Cultivating “Wild” Agave in the Ancient South-western U.S.
Abstract
In the complex and evolving relationship between people and plants, where is the threshold between tending and cultivation and where is the transition from wild resource to domesticate status? An example from the hot, dry deserts of southern Arizona in the south-western United States raises these critical issues in the case of agave (Agave spp.) or century plant, a versatile succulent that provided food, fibre, and alcoholic beverages. Archaeological research on the Hohokam tradition (A.D. 500-1450+) has recently documented a scale of agave production at times approaching that of the better know North American triad of corn, beans, and squash. Although agave has a long history as a major crop to the south in Mexico and Central America, culminating in today’s industrial production for tequila, archaeologists long considered it as solely a native wild resource in the Southwest U.S., largely due to the absence of cultivation in ethnohistoric and ethnographic accounts. That perception has now dramatically changed as a result of a recurrent suite of archaeological evidence including well-preserved ancient fields complete with planting infrastructure and processing facilities, specialized artefacts related to both cultivation practices and fibre craft manufacture, the widespread abundance of charred agave remains, and modern experimental plantings. Such accumulating evidence now allows us to assess the significance of agave cultivation in Hohokam society within a comprehensive framework of settlement and economy.
About the Presenters
Suzanne K. Fish (Ph.D., University of Arizona, Arid Lands Resource Sciences) is Curator Emerita of Archaeology, Arizona State Museum and Professor Emerita, School of Anthropology, at the University of Arizona. Her research emphasizes the Hohokam tradition of southern Arizona, the organisation of middle range societies, regional settlement patterns, and Sonoran Desert ethnobotany and traditional agriculture. She has published widely on the ethnobotany and archaeology of the U.S. Southwest and northwest Mexico, and the archaeology of central Mexico and shell mounds of southern coastal Brazil. She is a past editor of Latin American Antiquity.
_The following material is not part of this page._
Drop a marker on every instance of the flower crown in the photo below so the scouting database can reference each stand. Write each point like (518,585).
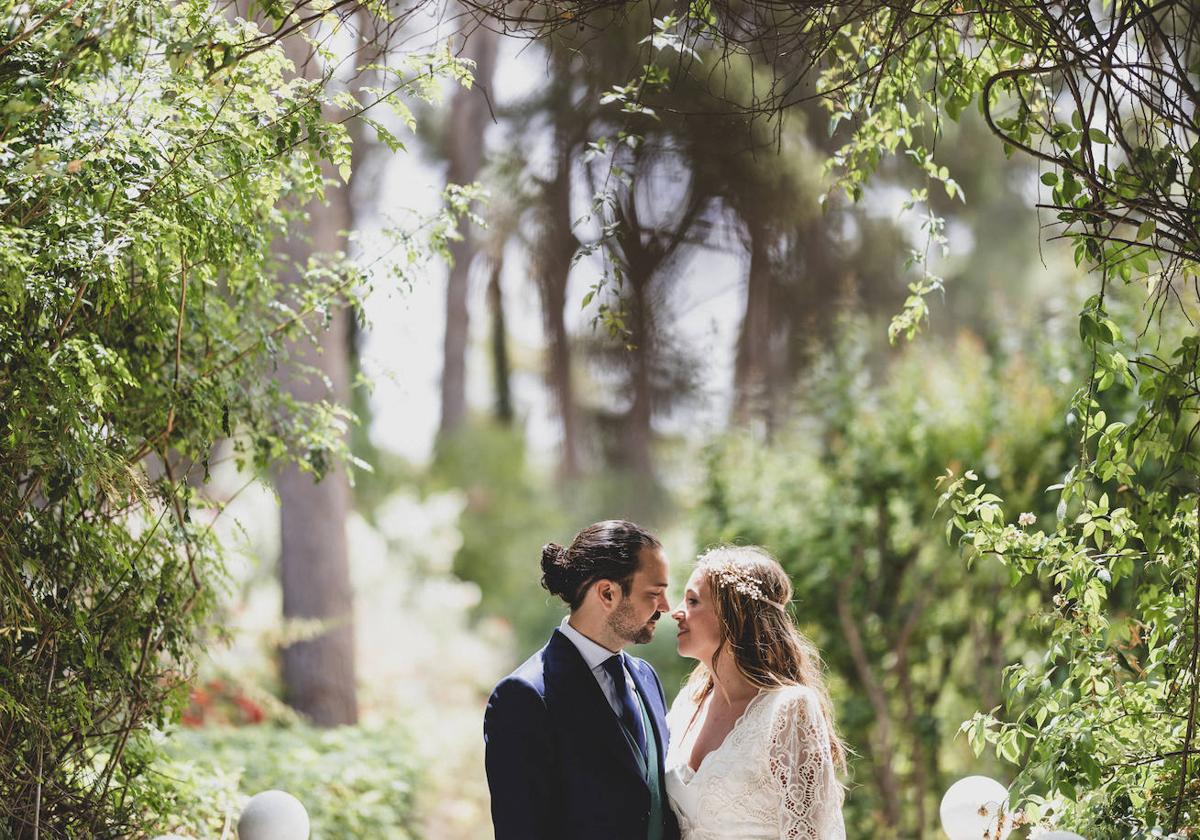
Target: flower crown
(729,574)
Paul R. Fish (Ph.D. Arizona State University, Anthropology) is Curator Emeritus of Archaeology, Arizona State Museum and Professor Emeritus, School of Anthropology at the University of Arizona. He studies Hohokam and other traditions of the U.S. Southwest and adjacent northwest Mexico, authoring more than 100 publications on the archaeology of the region. Fish also has conducted research on the Middle Palaeolithic of Europe and the Middle East and early coastal foraging societies of southern Brazil.
About Archaeology Working Papers
The Working Papers in Archaeology seminar series provides a forum for dissemination of archaeological research and ideas amongst UQ archaeology students and staff. All students are invited to attend the series and postgraduate students, from honours upwards, are invited to present their research. The aim is to provide opportunities for students, staff and those from outside UQ, to present and discuss their work in an informal environment. It is hoped that anyone interested in current archaeological directions, both within and outside the School and University, will be able to attend and contribute to the series.